While recovery from near extinction of the fur seal population in the Antarctic region is good for species diversity, it is necessary that controlling factors remain in place. Leopard seals and Hooker’s sea lions appear to be key to controlling the growth of fur seal populations. It is essential that neither of these two species comes under harm as it may cause the fur seal population to grow out of control. An explosion of any population can be detrimental to the fragile ecosystems on surrounding islands. It is important to keep in mind how all species co-exist when making management plans for any area.

Boveng, P.L., et. al. 1998. Population growth of Antarctic fur seals: Limitation by a top predator, the Leopard seal? Ecology. 79(8): 2863-2877.

Boyd, I.L., et. al. 1998. Dispersal of male and female Antarctic fur seals. (Arctocephalus gazella). Can. J. Fish. Aquat. Sci. 55: 845-852.

Hiruki, L.M., et. al. 1999. Hunting and social behaviour of leopard seals (Hydrurga leptonyx) at Seal Island, South Shetland Islands, Antarctica. J. Zool. 249(1): 97-109.
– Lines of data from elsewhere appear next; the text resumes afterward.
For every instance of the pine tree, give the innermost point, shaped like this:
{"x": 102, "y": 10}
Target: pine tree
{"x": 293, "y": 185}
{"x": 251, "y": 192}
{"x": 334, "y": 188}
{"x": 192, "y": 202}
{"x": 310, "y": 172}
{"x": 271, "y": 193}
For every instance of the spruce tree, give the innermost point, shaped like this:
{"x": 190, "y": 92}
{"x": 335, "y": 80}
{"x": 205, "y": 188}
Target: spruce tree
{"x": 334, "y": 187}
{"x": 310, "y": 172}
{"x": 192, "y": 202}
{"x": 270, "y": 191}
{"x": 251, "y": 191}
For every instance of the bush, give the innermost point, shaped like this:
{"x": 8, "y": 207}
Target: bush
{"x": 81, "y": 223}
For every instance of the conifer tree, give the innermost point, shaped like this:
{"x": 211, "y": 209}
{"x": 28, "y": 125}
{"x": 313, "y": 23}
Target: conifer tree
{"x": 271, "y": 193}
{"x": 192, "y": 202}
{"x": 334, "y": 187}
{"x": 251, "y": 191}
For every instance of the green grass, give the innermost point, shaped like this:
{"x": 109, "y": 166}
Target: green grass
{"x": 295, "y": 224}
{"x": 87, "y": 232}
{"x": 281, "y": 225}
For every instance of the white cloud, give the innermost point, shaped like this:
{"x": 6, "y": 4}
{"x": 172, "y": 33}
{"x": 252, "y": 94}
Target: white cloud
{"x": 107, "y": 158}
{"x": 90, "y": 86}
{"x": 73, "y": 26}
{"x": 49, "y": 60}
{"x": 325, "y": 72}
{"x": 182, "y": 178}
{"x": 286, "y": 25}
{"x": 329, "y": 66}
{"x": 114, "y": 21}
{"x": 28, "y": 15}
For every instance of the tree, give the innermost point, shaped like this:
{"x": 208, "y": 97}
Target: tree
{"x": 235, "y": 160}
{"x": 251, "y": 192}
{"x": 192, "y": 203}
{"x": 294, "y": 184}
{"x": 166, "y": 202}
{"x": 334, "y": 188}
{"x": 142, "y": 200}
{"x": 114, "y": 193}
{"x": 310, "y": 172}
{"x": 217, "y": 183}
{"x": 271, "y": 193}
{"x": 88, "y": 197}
Hodgson, D.A., et. al. 1998. Paleolimnology of Antarctic fur seal Arctocephalus gazella populations and implications for Antarctic management. Biol. Conserv. 83(2): 145-154.

McCafferty, D.J. 1999. Premature pupping in Antarctic fur seals (Arctocephalus gazella). Mar. Mamm. Sci. 15(3): 882-885.

Robinson, S., et. al. 1999. Predation by a Hooker’s sea lion (Phocarctos hookeri) on a small population of fur seals (Arctocephalus spp.) at Macquerie Island. Mar. Mamm. Sci. 15(3): 888-893.

Walker, T.R., et. al. 1998. Seasonal occurrence and diet of leopard seals (Hydrurga leptonyx) at Bird Island, South Georgia. Antarct. Sci. 10(1): 75-81.